We are looking for a postdoc researcher to join our project to further pursue these developments at Ikeuchi lab with emphases on the construction, integration and thorough investigation of connected organoids from different regions of the brain using the nanoelectrode array platform, in collaboration with LAAS-CNRS.

[1] A. Casanova et al. J. Phys. Cond. Mat. 30 (2018), A. Casanova et al. IEEE IEDM 2017, 26.4.
[2] T. Osaki and Y. Ikeuchi. BioRxiv (2021), T. Kirihara et al. iScience (2019), J. Kawada et al. Stem Cell Reports (2017)
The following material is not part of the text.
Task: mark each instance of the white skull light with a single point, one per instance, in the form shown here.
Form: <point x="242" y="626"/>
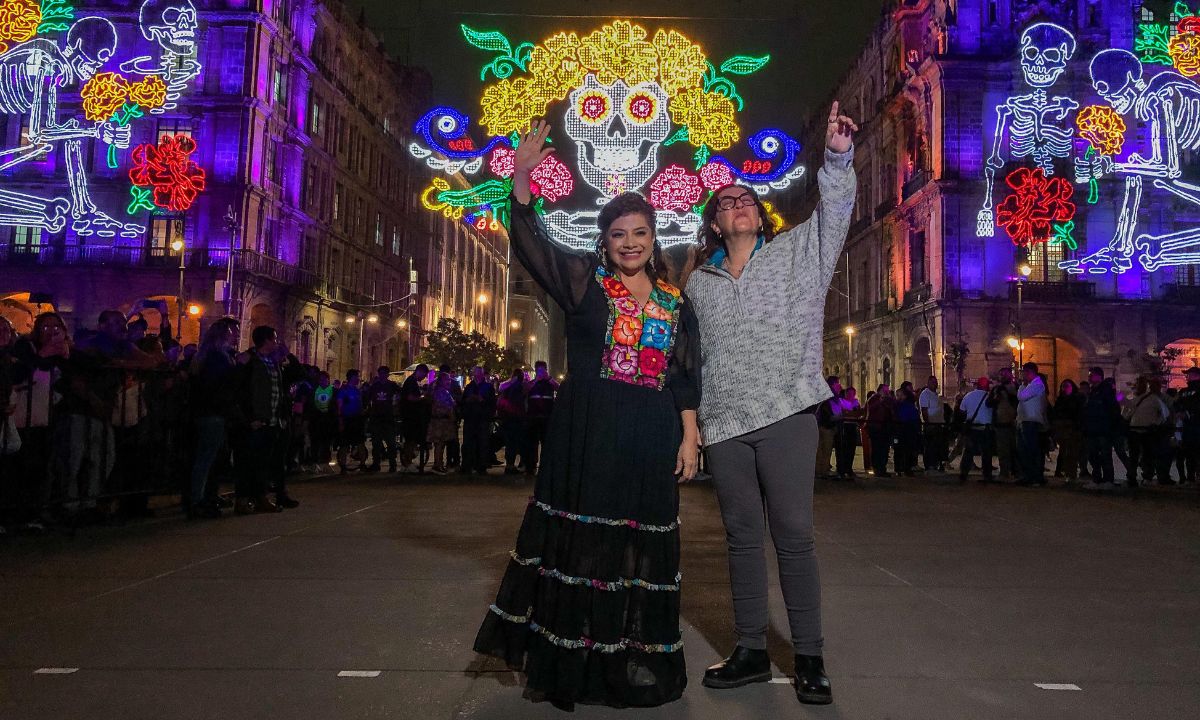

LIMMS/CNRS-IIS UMI 2820 (Laboratory for Integrated Micro Mechatronic Systems) is an international laboratory between the French CNRS (Centre National de la Recherche Scientifique) and Institute of Industrial Science (IIS), The University of Tokyo, located in Komaba, Tokyo. LIMMS has more than 24 years of experience in international cooperative research and has welcomed more than 240 researchers from France and Europe.
LIMMS opens a new postdoctoral position in the laboratory of Professor Yoshiho Ikeuchi, Institute of Industrial Science, University of Tokyo, collaboration with Guilhem Larrieu, LIMMS/CNRS-IIS (UMI 2820). . The laboratory is well equipped with apparatus for tissue culture, imaging, and electrophysiological analyses. The lab is interdisciplinary, international and diverse.